The success of ChatGPT and its competitors is based on what is called pop-up behavior. These systems, called large language models (LLMs), were not trained to produce natural-sounding language (or effective malware). they were simply tasked with tracking word usage statistics. But given a large enough training set of language samples and a sufficiently complex neural network, their training resulted in an internal representation that “understood” English usage and a large collection of facts. Their complex behavior resulted from a much simpler training.
A team at Meta has now thought that this kind of emergent understanding should not be limited to languages. So he has trained an LLM on the statistics of amino acid occurrences within proteins and used the system’s internal representation of what he learned to extract information about the structure of those proteins. The result is not as good as the best competing AI systems for predicting protein structures, but it is significantly faster and still improving.
LLMs: Not just about language
The first thing you need to know to understand this work is that while the “language” in the name “LLM” refers to their initial development for language processing work, they can potentially be used for a variety of purposes. So while language processing is a common use case for LLM, these models have other capabilities. In fact, the term “Large” is much more informative, since all LLMs have a large number of nodes—the “neurons” in a neural network—and an even larger number of values that describe the weights of the connections between those nodes. While they were first developed for language processing, they can potentially be used for a variety of tasks.
The goal in this new work was to take the linear sequence of amino acids that make up a protein and use it to predict how those amino acids are arranged in three-dimensional space once the protein matures. This three-dimensional structure is essential for protein function and can help us understand how proteins misbehave after picking up mutations or allow us to design drugs to inactivate pathogen proteins, among other uses. Predicting protein structures was a challenge that baffled generations of scientists until this decade, when Google’s DeepMind artificial intelligence team announced a system that, by most practical definitions of “solved,” solved the problem. Google’s system was quickly followed by a system developed along similar lines by the academic community.
Both of these efforts relied on the fact that evolution had already produced large sets of related proteins that adopted similar three-dimensional conformations. By joining these related proteins, AI systems could make inferences about where and what kinds of changes could be tolerated while maintaining a similar structure, as well as how changes in one part of the protein could be offset by changes in another . These evolutionary constraints allow systems to determine which parts of the protein should be close to each other in three-dimensional space, and thus what the structure was likely to be.
The reasoning behind Meta’s new work is that training an LLM-type neural network could be done in a way that would allow the system to handle the same type of evolutionary constraints without having to deal with the messy work of aligning all the protein of sequences in the first position. Just as the rules of grammar would emerge from training an LLM on language samples, the constraints imposed by evolution would emerge from training the system on protein samples.
Watch out for amino acids
How this worked in practice was that the researchers took a large sample of proteins and randomly ruled out the identity of a few individual amino acids. The system was then asked to predict the amino acid that should be present. In the process of this training, the system developed the ability to use information such as statistics about amino acid frequency and the context of the surrounding protein to make its guesses. Implicit in this context are the things that required special treatment in previous efforts: the identity of evolutionarily related proteins, and what variations in those relatives tells us about which parts of the protein are close to each other in three-dimensional space .

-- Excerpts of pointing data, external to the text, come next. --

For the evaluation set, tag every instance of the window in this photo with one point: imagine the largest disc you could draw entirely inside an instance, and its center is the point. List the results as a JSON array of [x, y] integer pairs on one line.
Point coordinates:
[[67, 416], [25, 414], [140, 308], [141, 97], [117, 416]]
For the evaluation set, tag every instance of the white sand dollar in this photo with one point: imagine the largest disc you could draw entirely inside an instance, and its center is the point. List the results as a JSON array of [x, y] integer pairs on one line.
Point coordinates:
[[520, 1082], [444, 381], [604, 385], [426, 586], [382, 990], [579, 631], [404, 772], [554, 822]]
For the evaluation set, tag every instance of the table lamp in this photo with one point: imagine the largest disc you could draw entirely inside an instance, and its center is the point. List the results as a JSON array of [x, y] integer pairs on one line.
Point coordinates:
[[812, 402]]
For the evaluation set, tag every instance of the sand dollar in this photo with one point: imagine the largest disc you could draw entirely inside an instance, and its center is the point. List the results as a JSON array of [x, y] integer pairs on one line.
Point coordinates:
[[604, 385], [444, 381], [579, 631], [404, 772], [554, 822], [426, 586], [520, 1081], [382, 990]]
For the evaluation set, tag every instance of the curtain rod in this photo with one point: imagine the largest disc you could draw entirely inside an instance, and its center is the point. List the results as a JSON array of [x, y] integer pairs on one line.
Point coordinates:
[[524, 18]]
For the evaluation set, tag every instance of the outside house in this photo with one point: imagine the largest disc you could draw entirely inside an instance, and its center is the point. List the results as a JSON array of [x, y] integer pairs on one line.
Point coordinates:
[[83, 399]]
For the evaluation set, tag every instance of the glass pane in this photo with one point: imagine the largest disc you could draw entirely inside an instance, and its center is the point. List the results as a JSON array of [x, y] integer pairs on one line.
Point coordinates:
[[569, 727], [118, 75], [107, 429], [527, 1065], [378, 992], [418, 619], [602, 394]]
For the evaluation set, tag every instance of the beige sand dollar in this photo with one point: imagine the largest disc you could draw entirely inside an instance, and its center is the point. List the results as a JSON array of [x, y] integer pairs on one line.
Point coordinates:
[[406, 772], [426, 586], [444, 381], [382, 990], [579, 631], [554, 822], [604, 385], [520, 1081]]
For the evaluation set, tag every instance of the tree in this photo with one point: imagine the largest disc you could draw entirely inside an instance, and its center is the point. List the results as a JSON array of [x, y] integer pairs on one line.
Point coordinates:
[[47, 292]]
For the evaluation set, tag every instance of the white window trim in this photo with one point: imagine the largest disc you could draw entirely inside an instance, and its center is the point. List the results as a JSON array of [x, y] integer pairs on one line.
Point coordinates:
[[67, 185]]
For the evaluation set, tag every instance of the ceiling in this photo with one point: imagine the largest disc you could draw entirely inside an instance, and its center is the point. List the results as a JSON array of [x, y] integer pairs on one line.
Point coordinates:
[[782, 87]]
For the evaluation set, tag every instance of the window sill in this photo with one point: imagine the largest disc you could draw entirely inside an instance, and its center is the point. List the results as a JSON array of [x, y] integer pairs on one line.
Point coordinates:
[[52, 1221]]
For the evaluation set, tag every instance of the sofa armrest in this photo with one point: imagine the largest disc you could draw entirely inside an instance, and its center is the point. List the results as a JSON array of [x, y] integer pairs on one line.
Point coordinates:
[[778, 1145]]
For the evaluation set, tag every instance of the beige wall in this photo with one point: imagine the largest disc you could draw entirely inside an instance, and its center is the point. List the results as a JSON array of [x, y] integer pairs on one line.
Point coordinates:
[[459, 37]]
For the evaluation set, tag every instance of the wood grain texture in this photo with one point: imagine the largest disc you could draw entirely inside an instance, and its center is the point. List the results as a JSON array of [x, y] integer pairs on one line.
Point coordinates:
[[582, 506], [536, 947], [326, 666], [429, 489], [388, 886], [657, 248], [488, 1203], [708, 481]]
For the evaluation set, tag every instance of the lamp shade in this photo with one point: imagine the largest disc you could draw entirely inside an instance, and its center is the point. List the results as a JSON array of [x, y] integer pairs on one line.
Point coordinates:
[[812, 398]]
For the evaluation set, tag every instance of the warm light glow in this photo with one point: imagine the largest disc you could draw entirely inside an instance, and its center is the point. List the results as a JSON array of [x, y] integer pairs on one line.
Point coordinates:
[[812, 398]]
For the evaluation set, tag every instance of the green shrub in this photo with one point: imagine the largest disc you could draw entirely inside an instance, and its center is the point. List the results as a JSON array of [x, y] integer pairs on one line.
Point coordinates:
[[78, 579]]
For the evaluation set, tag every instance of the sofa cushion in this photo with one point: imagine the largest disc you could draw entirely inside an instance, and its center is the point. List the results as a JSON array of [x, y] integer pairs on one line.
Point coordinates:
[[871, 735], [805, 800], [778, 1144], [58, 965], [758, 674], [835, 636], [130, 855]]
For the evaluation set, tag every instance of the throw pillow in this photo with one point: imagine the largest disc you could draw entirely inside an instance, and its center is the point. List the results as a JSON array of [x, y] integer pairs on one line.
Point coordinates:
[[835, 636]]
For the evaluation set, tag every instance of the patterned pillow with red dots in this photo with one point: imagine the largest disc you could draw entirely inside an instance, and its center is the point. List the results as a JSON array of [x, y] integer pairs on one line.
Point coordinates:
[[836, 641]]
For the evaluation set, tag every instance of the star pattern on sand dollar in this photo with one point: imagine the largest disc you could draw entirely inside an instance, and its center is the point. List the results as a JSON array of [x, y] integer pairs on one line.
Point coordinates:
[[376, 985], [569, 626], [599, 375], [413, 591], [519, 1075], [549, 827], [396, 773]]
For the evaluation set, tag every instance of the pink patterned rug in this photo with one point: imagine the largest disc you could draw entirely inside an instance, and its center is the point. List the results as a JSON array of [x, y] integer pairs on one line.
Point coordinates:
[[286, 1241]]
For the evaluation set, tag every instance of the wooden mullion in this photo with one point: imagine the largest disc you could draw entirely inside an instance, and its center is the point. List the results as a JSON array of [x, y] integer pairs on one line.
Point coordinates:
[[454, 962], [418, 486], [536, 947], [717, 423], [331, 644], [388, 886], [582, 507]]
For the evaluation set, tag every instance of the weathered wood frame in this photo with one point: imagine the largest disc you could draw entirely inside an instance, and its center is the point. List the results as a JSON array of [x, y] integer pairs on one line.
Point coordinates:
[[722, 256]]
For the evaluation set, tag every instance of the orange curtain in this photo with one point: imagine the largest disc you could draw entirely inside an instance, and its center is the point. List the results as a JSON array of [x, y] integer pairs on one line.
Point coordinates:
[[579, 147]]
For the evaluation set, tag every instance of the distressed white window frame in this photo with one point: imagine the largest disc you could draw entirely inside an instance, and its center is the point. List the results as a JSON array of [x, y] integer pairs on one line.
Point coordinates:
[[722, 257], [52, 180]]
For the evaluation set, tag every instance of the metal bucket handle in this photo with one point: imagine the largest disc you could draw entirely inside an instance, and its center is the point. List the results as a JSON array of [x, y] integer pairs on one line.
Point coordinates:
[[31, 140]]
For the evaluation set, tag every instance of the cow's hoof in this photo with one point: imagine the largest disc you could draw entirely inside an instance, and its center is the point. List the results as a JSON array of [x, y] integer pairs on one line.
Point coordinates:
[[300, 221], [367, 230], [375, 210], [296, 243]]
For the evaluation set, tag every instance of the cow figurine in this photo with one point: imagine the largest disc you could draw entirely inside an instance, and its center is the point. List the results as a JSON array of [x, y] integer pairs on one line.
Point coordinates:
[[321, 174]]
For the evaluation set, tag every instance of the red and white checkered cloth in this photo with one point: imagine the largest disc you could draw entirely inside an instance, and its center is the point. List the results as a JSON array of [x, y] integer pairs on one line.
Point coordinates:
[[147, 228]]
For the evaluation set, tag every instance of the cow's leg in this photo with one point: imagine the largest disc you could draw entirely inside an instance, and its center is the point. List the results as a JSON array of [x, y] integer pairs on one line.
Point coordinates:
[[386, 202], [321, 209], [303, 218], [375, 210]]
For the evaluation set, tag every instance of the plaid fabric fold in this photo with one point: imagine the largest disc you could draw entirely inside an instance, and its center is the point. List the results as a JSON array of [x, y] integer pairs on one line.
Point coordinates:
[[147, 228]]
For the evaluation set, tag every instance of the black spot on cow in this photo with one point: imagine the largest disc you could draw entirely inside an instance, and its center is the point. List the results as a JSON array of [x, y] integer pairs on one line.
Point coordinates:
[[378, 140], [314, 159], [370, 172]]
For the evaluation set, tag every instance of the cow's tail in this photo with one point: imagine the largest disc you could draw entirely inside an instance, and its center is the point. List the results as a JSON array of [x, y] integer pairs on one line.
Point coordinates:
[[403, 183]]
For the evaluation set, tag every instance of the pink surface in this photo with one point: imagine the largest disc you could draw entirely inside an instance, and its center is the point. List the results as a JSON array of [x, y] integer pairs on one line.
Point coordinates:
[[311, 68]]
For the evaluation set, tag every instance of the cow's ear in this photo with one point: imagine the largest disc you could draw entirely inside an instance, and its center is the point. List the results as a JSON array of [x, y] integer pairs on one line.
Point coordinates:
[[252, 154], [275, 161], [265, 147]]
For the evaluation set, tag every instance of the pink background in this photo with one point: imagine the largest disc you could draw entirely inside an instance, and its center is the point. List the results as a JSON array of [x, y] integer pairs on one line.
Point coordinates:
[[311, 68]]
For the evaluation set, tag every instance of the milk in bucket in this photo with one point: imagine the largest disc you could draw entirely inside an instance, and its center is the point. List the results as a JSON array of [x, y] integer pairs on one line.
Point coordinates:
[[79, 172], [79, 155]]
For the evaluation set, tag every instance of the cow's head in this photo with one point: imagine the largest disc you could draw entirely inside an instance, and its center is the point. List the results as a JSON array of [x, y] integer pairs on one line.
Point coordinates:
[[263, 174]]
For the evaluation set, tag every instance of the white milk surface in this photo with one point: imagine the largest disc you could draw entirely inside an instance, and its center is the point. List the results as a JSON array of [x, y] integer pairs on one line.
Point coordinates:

Assuming that the reasoning for how LLMs would work is true (and Meta was relying on earlier research that suggested so), the trick to developing an operating system is to extract the information contained in the neural network. Neural networks are often considered a “black box” as we don’t necessarily know how they arrive at their decisions. But this becomes less and less true over time as people incorporate traits such as the ability to control their decision-making process.
In this case, the researchers relied on the LLM’s ability to describe what is called a “pattern of attention.” In practice, when you give LLM a series of amino acids and ask it to evaluate them, the attention pattern is the set of features it looks at in order to perform its analysis.
To convert the attention pattern into a 3D structure, the researchers trained a second artificial intelligence system to correlate the attention pattern for proteins where we know their 3D structures with the actual structure. Since we only have experimentally determined structures for a limited number of proteins, the researchers also used some of the structures predicted by one of the other AI systems as part of this training.
The resulting system was named ESM-2. Once fully trained, ESM-2 was able to ingest a raw sequence of amino acids and produce a 3D protein structure, along with a score representing its confidence in the accuracy of that structure.